Common bean is the most important food legume for direct human consumption with over 23 million hectares grown worldwide. Brazil and India are the world’s leading producers of dry beans, accounting for about one third of world production. By region, Latin America is the largest producer of common bean, with some 5.5 million metric tons produced annually – Brazil and Mexico being the major producers. Africa is the second most important region, producing about 2.5 million metric tons, with Uganda, Kenya, Rwanda, Burundi, Tanzania, and Congo leading. China and Indonesia are the world leaders in green bean production, accounting for about half of world production.
For more than 300 million people in the tropics, an inexpensive bowl of common beans is the centerpiece of the daily diet. It provides important quantities of dietary protein, complex carbohydrates, and valuable micronutrients. Over 200 million people in Sub-Saharan Africa depend on the crop as a primary staple, with beans contributing to diet and incomes in over 24 countries in this region alone. Consumption is as high as 66 kg/year/person, and in many areas, common bean is the second most important source of calories after maize, as well being a major source of proteins and minerals in the diet.
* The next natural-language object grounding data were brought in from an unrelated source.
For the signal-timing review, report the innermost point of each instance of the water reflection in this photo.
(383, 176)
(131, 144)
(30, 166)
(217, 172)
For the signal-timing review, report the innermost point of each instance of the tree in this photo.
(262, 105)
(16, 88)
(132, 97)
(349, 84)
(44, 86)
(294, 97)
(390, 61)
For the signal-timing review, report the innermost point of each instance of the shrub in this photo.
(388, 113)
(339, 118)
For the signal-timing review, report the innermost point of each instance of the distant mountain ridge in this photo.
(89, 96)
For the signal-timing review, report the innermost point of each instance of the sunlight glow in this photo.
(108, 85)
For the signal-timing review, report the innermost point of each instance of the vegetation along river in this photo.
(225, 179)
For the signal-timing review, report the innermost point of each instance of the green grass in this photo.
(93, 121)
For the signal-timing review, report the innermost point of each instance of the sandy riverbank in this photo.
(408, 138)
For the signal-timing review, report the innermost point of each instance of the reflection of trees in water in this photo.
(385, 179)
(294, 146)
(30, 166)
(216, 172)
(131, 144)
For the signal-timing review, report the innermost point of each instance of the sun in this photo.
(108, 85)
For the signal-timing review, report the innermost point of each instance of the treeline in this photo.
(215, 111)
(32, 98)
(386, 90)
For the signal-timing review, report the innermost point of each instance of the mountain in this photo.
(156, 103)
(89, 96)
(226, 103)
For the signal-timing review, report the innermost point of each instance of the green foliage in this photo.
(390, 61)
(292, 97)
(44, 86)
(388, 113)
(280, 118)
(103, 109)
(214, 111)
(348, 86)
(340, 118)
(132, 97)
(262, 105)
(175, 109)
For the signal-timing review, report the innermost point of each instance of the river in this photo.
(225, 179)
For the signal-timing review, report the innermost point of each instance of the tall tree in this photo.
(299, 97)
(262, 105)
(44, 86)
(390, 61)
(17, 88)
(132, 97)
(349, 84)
Millions of small farmers in Latin America and Africa rely on the production and sale of beans as an important source of household income. However, in Sub-saharan-Africa, typical bean yields, represent only 20 to 30% of the genetic potential of improved varieties due to major production risks such as insect pests, disease and drought, which – due to climate change – is increasing in severity and frequency in the region. Drought affects production of common beans in most of Eastern Africa, but is especially severe in the mid-altitudes of Ethiopia, Kenya, Tanzania, Malawi and Zimbabwe, as well as in Southern Africa as a whole.